Deb Babcock: Steamboat council should look at tourism impacts
As a business owner who relies, in part, on tourist traffic for sales in my pottery shop, I want to weigh in on the growing sentiment among many locals who are dismayed at the constant stream of traffic into our small town.
Like many of our local citizens, I moved here because of the charm and beauty of this area. I didn’t come here to make more and more money and work more and more hours to accommodate the growing number of guests visiting our town. I’m guessing that is true for many people who live here.
Unfortunately, both the charm and the beauty of Steamboat Springs are under siege by the overwhelming number of tourists in town – a self-inflicted wound caused by constant addition of fairs, festivals, sporting competitions and events designed to draw more and more people here. Our infrastructure is being strained, our beautiful rivers sullied, and the sounds and sights under constant assault by more people than the hiking and riding trails, roads, rivers, lakes and businesses can handle adequately.
I think we need to step back and reassess how much tourism is enough and how we can improve our infrastructure to better accommodate both locals who support this town year-round and tourists who come here for a few days of fun and relaxation made possible by the friendly, helpful people who live and work here.
Please consider setting up a committee comprised of residents in our town to look at what we need to support our economy while maintaining the ambiance of the town that initially attracted us.

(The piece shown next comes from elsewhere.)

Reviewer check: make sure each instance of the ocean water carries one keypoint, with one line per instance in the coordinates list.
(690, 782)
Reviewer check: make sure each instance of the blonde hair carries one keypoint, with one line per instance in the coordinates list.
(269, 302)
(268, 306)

Consider a group consisting of business owners (not just tourist-related), retirees, telecommuters who work out of their homes, moms and dads with young children, college-age or young professionals, renters, homeowners – in short, a good mix of people who make up our community.
Ask them to look at the impact of tourism on all aspects of life here (traffic, parks, rivers, trails, bike paths, noise, etc.) and come up with a recommendation on 1) an optimal number of visitors we can handle and 2) ways to deal with the issues caused by the influx of visitors.
In short, look at how to balance our economic needs with our desire to keep the town an attractive place to live, play and visit. This may include looking at better enforcement of existing regulations on road, river and trail traffic, funding for repair and maintenance of existing parks, streets, and venues, and other questions the committee might want to address.
As Edward Abbey said, “Growth for the sake of growth is the ideology of the cancer cell.”